AMD GPU Driver (amdgpu) 30.10 release notes#

The release notes provide a summary of notable changes since the previous AMD GPU Driver release.

Release highlights#

The following are notable new features and improvements in AMD GPU Driver 30.10.

Operating system and hardware support changes#

The AMD GPU Driver 30.10 adds support for AMD Instinct MI355X and MI350X accelerators.

AMD GPU Driver 30.10 also introduces support for the following operating systems:

  • Rocky 9

  • Ubuntu 24.04.3

AMD GPU Driver 30.10 marks end-of-support (EOS) for Ubuntu 24.04.2. For the compatibility between AMD GPU Driver, ROCm, GPUs, and OS, see the Compatibility matrix.

Partitioning#

The AMD GPU Driver 30.10 adds the following memory and compute partitioning support:

  • NPS1 + SPX partitioning for AMD Instinct MI355X and MI350X: This memory partitioning mode exposes the entire memory to all compute dies (XCDs), allowing full access across the GPU. In SPX (Single Partition Compute Mode), workgroups are distributed round-robin across all XCDs. There’s no explicit control over which XCD executes a given kernel, making it simple and general-purpose. This feature requires PLDM bundle (firmware) 01.25.13.04.

  • NPS2 + DPX partitioning for AMD Instinct MI355X and MI350X: NPS2 splits the GPU’s memory into two NUMA domains. Dual Partition Compute Mode (DPX) divides the GPU’s compute resources into two partitions, each with 4 XCDs (out of 8 total), 8 DMA engines, and 2 VCN decoder groups. This feature requires PLDM bundle (firmware) 01.25.13.04.

GPU resiliency#

The following GPU resiliency feature is supported in the AMD GPU Driver 30.10 for AMD Instinct MI300X, MI350X, and MI355X:

  • SDMA engine reset enables recovery from SDMA-related faults without requiring a full GPU reset, improving system stability and fault tolerance.
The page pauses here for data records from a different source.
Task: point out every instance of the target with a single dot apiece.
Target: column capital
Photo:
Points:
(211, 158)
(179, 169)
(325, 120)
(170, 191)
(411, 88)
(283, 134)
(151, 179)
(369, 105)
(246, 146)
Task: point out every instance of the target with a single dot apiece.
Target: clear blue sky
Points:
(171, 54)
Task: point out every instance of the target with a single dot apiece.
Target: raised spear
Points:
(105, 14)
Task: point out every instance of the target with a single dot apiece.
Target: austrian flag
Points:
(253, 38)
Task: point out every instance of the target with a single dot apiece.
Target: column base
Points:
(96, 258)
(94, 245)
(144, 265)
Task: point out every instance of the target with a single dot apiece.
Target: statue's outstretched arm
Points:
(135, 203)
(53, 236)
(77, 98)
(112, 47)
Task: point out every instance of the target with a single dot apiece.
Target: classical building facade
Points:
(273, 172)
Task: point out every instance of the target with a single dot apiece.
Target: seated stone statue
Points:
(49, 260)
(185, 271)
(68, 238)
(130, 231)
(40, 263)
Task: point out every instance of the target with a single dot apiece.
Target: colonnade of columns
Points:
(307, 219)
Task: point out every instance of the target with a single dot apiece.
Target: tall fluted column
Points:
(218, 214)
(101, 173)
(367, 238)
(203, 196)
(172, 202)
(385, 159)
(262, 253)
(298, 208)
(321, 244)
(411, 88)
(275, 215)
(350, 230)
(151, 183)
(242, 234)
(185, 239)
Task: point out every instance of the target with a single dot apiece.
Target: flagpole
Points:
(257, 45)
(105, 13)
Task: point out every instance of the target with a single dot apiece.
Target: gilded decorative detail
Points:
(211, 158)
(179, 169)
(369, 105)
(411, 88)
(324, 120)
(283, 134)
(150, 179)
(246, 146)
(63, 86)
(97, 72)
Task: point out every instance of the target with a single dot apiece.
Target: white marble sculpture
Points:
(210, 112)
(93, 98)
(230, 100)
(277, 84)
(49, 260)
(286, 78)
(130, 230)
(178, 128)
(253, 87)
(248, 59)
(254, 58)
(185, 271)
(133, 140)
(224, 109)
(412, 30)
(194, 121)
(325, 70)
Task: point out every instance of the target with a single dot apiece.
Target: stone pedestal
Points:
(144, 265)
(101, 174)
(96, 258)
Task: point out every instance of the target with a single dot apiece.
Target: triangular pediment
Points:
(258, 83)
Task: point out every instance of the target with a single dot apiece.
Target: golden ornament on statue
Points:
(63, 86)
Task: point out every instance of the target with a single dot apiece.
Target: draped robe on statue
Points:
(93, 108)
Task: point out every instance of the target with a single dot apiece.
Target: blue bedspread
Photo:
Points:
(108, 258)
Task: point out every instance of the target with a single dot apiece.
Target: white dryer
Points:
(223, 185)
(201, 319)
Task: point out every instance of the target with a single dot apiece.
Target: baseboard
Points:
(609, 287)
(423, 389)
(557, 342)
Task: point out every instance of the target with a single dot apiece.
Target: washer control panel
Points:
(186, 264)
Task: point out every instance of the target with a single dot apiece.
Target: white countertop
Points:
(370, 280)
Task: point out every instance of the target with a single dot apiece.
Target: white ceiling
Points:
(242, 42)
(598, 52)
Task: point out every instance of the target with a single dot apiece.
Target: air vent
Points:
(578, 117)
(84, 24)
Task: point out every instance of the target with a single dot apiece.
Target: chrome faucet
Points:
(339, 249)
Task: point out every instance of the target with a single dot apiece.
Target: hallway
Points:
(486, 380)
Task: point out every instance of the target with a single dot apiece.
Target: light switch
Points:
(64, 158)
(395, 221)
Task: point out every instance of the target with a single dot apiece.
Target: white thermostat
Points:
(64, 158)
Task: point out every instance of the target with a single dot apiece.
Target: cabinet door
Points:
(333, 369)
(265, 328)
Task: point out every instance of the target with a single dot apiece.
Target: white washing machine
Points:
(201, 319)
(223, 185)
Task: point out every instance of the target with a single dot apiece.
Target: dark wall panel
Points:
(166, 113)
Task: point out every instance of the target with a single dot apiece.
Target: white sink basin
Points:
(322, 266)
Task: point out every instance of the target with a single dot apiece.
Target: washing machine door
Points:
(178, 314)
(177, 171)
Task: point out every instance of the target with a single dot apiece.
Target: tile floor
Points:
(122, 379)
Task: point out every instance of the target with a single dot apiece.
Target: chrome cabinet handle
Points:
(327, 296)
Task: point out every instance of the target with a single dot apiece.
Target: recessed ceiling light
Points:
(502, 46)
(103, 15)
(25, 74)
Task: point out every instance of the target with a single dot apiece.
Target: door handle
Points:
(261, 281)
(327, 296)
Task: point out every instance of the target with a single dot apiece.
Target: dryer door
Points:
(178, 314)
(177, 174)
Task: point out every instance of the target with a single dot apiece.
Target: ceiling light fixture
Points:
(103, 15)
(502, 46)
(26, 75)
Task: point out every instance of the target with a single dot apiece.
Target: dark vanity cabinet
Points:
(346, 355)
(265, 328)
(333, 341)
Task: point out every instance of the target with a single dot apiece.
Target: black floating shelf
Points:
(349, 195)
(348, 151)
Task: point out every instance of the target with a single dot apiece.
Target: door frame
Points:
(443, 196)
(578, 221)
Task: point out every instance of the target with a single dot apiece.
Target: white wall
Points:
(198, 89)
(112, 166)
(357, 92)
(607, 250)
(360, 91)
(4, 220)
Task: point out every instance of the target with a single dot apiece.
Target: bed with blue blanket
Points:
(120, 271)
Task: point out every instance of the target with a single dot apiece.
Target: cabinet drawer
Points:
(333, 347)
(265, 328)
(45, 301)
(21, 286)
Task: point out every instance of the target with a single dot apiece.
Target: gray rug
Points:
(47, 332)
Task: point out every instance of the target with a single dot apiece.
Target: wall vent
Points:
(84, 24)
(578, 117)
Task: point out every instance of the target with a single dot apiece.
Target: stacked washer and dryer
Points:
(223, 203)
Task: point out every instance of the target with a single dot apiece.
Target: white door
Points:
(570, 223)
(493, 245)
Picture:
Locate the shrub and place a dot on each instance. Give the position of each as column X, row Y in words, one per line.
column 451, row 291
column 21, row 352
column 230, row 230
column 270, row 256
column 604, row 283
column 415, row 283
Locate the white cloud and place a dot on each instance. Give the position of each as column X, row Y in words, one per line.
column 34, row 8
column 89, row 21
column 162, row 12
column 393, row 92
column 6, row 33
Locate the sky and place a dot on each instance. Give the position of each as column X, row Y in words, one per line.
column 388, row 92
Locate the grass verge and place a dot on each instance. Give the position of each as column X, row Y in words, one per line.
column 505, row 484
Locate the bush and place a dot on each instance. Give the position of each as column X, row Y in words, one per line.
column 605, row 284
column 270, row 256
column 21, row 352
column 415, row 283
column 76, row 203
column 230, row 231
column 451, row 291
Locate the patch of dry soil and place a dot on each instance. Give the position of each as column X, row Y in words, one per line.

Program counter (PC) sampling#

The AMD GPU Driver 30.10.0 adds support for Stochastic (hardware-based) and Host-trap PC sampling, a GPU profiling technique used for analyzing kernel execution performance.

  • Stochastic PC sampling: This method randomly triggers wave traps across compute units to capture program counter (PC) snapshots. This method introduces randomness in wave selection, enabling broader statistical coverage of kernel execution behavior. This feature is supported on the MI300-series GPUs (including MI300A, MI300X, MI325X, MI350X, and MI355X).

  • Host-trap PC Sampling: This method allows controlled, device-wide profiling. It works by periodically selecting active wave slots across compute units and triggering a trap handler to capture the program counter (PC), producing a histogram of sampled instructions. This feature is supported on the MI200-series GPUs (including MI210, MI250, and MI250X) and MI300-series GPUs (including MI300A, MI300X, MI325X, MI350X, and MI355X).

This feature can be accessed either through the ROCprofiler method or directly via the ROCm Runtime vendor extension APIs, which are defined in the hsa_ven_amd_pc_sampling.h header as follows:

hsa_status_t hsa_ven_amd_pcs_create(hsa_agent_t agent, hsa_ven_amd_pcs_method_kind_t method,
                                    hsa_ven_amd_pcs_units_t units, size_t interval, size_t latency,
                                    size_t buffer_size
                                    hsa_ven_amd_pcs_data_ready_callback_t data_ready_callback,
                                    void* client_callback_data, hsa_ven_amd_pcs_t* pc_sampling);
hsa_status_t hsa_ven_amd_pcs_destroy(hsa_ven_amd_pcs_t pc_sampling);
hsa_status_t hsa_ven_amd_pcs_start(hsa_ven_amd_pcs_t pc_sampling);
hsa_status_t hsa_ven_amd_pcs_stop(hsa_ven_amd_pcs_t pc_sampling);
hsa_status_t hsa_ven_amd_pcs_flush(hsa_ven_amd_pcs_t pc_sampling);

Known issues#

Exceeding bad memory page threshold fails to declare Out-Of-Band Common Platform Error Records (CPERs). This issue affects all AMD Instinct MI350 series and MI300 series GPUs, and will be fixed in a future AMD GPU Driver release.

Resolved issues#

Issue with restoring a CRIU checkpoint for workloads on AMD Instinct MI series GPUs is resolved.